Personalization seems to be everywhere these days, from item suggestions when you log on to Amazon to the promoted photos and ads in your social media feeds. This level of personalization tends to be a mixed bag, however. Order one baby shower gift for a family friend or a
duck call for your Uncle Bob, and suddenly your suggestion list is thrown through a loop. There have been inroads in correcting this phenomenon, and lessons learned in a retail application are being utilized within the travel industry with increasing rapidity.
Given this dynamic and swift industry development, many of the tried-and-true key performance indicators are becoming obsolete. One example: the view of the traveler experience. While today's focus may be on social media commentary, text and email comments, another level of thinking is
required for innovation. But before we discuss the how, we need to understand the why.
Why the Emphasis on Traveler Experience?
Studies consistently note that more of today's business travelers prioritize life experiences over money.

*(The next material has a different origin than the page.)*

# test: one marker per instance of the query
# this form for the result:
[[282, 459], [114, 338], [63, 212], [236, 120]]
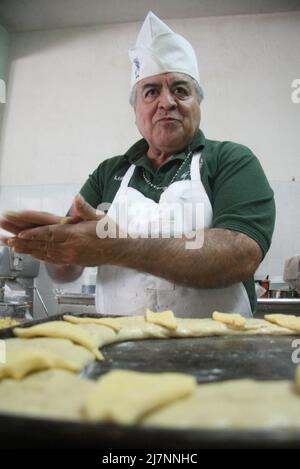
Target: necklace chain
[[162, 188]]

They prefer travel that permits a better work/life balance, rather than longer hours with bigger financial gains. This trend has caught on so much in recent years that HR
groups report that interview candidates are asking for the company travel policy before accepting a position. Competition for top talent never becomes easier.
The personalization available through leisure sites also creates a gap from the corporate travel experience. Picking your specific hotel room or hotel pillow type or adding an excursion have become the new standard. It's easy to see why travelers are becoming increasingly dissatisfied with the
corporate experience. We seem to be approaching the breaking point quickly: Either improve the corporate travel experience, or watch leakage grow exponentially.
What Does the Future Hold?
Measuring and justifying the somewhat squishy ROI of traveler experience initiatives is a challenge. We need a traveler experience metric that adapts to the changing market, bridges the gaps and a sets the path to the future. Consider a travel measure with two components: traveler
preferences that are aligned with corporate preferences and a personalized traveler-level travel policy—all measured with purpose of travel and business outcomes in mind.
Traveler preferences could be weighted for:
- Travel durations (such as shortest, avoiding certain airports)
- Preferred suppliers (aligning corporate and traveler)
- Integration with supplier loyalty programs (for upgrades, amenities, priority boarding)
- Other specific travel preferences (rail over air, rental cars versus taxis/ridesharing)
A personalized travel policy could encapsulate:
- Where the traveler is in his or her lifecycle (e.g., single, married, kids or elderly parent dependents)
- Frequency of travel
- Type of travel (new sales, customer retention, building of company knowledge base, warranty issues, conferences)
- Need for productivity on trip
Think of the goodwill earned for the company from travelers when they know a personalized, customized travel experience has been built expressly for them and combined with duty of care and 24/7 support to achieve a level of service they will not find elsewhere. Combining traveler preferences
with a personalized travel policy will provide a customized life experience for business travel, allow companies to compete for talent and close the gap on the personalized experience so often noted on leisure sites.
Look for 2017 to be the year that the push to quantify the traveler experience ROI gets the limelight and attention from senior management. Will an industry standard traveler experience metric be introduced? Perhaps not, but astute traveler managers with the backing of
forward-thinking organizational leadership will do much this year to quantify the value of the traveler experience and move the discussion forward industrywide. Yes, ordering baby shower gifts and duck calls may spin personalization a bit, but it's a required step torward the travel program of the future.